Two other ways in which to deal with infertility and its difficulties give rise to ethical considerations--surrogacy and adoption. The concept of surrogacy is not unknown in history--there is a biblical instance which, although perhaps not a good example, shows that the practice was known in ancient times. Surrogacy has been publicised in modern times because it is commercially available in some countries. It is hard to prevent commercial surrogacy--although it is illegal in this country, we know from the media of people who have managed to get round the law.

My fundamental objection to surrogacy is the curious relationship that develops as the host mother has to dissociate herself from the child whom she carries for nine months. The psychological problems that arise when the mother has to part from the child are well publicised--some surrogate mothers find parting very difficult, which causes heartbreak and pain to the couples. The question who is responsible if the surrogate child is born handicapped has not been put to the test in law, but we need to deal with it as part of our general consideration of the problems of childlessness.

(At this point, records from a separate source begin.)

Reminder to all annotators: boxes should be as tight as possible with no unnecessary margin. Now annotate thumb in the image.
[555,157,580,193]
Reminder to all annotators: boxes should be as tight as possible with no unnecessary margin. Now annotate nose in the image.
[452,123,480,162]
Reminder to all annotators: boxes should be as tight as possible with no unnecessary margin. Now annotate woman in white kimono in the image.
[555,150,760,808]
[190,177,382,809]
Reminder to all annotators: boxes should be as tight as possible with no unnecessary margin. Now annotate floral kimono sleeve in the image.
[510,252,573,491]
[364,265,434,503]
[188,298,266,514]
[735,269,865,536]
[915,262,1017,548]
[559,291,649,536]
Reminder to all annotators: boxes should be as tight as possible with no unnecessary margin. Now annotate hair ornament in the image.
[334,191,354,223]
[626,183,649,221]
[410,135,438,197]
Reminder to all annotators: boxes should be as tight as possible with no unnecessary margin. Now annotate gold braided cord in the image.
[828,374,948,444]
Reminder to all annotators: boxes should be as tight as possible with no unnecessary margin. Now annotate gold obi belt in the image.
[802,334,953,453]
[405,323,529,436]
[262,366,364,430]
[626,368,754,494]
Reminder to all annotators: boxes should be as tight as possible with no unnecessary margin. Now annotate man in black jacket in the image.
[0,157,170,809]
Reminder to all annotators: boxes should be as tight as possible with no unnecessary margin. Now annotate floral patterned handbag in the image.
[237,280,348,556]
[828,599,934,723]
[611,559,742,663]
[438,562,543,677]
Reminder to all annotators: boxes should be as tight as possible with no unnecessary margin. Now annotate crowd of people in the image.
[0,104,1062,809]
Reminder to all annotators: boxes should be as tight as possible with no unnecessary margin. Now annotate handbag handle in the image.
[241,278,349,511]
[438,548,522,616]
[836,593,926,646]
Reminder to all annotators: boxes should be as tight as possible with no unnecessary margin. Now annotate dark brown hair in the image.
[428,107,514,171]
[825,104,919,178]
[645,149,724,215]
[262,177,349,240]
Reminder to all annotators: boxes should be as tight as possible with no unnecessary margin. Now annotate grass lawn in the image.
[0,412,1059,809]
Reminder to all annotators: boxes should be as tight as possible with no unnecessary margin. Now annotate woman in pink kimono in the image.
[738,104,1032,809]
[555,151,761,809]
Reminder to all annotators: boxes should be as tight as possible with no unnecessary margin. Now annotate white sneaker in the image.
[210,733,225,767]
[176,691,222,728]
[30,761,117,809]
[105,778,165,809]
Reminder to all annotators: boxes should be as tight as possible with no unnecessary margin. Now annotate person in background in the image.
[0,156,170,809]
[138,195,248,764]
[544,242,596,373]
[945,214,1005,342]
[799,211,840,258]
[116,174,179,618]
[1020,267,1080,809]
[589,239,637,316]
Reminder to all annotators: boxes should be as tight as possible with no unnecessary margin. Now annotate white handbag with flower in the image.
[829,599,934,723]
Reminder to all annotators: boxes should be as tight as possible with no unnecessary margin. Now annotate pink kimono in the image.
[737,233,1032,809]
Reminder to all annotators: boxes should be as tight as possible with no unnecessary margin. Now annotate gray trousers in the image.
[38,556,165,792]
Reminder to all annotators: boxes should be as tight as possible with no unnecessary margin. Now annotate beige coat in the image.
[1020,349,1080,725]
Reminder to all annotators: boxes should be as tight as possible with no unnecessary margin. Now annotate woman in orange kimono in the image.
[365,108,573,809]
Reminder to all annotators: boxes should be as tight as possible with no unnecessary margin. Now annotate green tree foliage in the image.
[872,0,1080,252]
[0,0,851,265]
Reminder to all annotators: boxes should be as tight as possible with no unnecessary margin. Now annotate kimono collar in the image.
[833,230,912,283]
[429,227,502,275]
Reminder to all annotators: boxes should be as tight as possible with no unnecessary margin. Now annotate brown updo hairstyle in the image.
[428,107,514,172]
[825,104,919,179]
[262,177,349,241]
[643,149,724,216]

For many couples, adoption is the only solution to unresolvable infertility problems. Many of us know from experience that adoption can be difficult. There are few new-born babies available for adoption, and couples face a long and hard process if they choose to adopt. I should be glad if more were done to make that process easier, in human terms, without compromising the integrity of protecting the needs of the child at the centre.

I hope that, by evoking some of the more complex and controversial ways in which to deal with childlessness, I have not distracted the House from my basic premise that more should be done to give equal access to couples who need fertility treatment. We all understand that rationing is a feature of public health provision, but to decide who should receive treatment on the basis of a postcode is patently unjust--the disparity in eligibility criteria between health regions that offer treatment is an injustice. I urge the Minister most strongly to consider

6 May 1998 : Column 661

ways in which equal access to infertility treatment could be ensured, and to establish national guidelines for eligibility.